The two boys sat on the box alongside the coachman who set off up the hill for the Academy and Dick at once began to tell of an adventure which had happened to him during the vacation.
“I was taking a hike up in the fruit country,” he began, “and in making my way across lots lost my bearings and came out in a peach orchard where I could not see the road nor a house nor anything. Two rough-looking fellows, fruit pickers, and they are not the best men to meet even if they are sober, and these were not, came up and looked rather hostile and threatening. I had considerable money with me and although I could have met either one of the men singly, did not feel like engaging both of them. It was either a case of run or be outmatched, and I was puzzled what to do.”
“What did you do?” asked Harry, interested. “They must have been pretty husky fellows for you to decline meeting them.”

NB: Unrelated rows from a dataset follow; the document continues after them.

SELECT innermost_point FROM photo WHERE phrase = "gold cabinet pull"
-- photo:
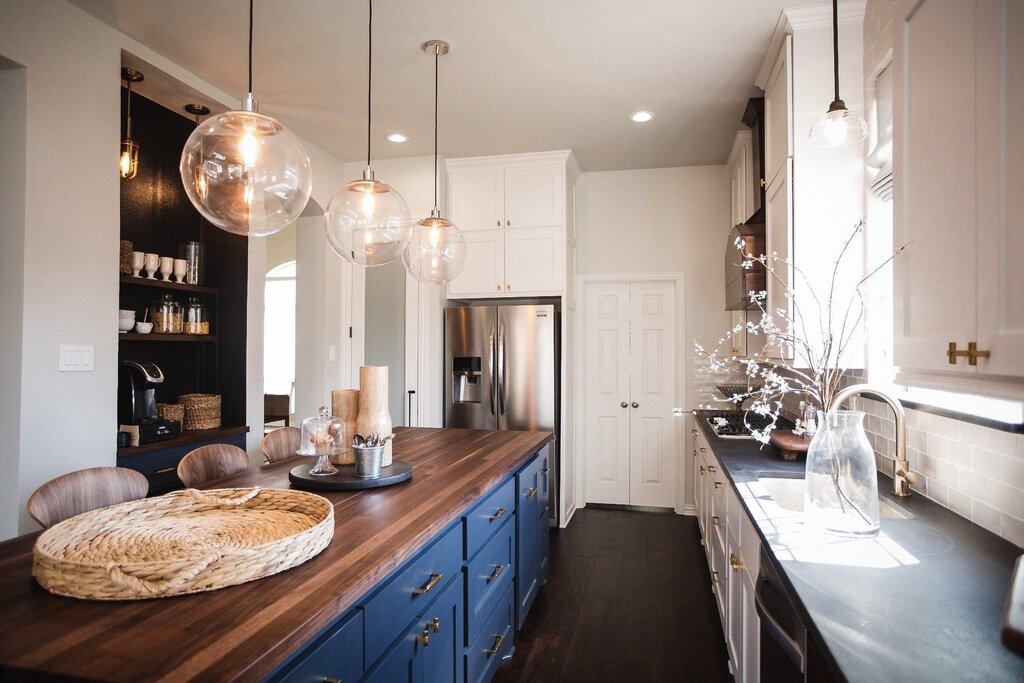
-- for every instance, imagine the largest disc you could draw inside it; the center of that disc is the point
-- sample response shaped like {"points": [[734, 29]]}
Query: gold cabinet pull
{"points": [[425, 638], [498, 644], [434, 578], [499, 569]]}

“A young fellow in overalls and a rough shirt who was picking peaches in a tree, I had not seen him at first, suddenly appeared and ordered the men to get to work and then the boss happened up and sent them away. The boy went back to his picking and the man gave me directions how to reach the road. I suppose the boy was a picker just like the rest but at any rate he had some idea of fairness. He spoke well and I was astonished to see him with the rest but you can’t always tell.”

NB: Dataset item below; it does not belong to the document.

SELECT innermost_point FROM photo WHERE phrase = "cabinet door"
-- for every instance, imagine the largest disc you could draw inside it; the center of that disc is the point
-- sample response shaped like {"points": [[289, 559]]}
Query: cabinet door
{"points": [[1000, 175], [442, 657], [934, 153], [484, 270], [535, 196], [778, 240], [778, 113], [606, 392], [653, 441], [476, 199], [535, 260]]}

“Art and I had a close call this afternoon,” said Harry. “We were coming down the Academy hill on our bikes when, at one of the worst places in it, we came upon a young fellow. It looked as if we would run him down but he stood stock still and with all the nerve in the world, whisked his arm first to the right and then to the left as a signal to us. We just flew past but did not hit him and it was a mercy we didn’t. Only for his coolness there would have been a bad upset for the lot of us.”
“It was very fortunate that there wasn’t. Did you know him?”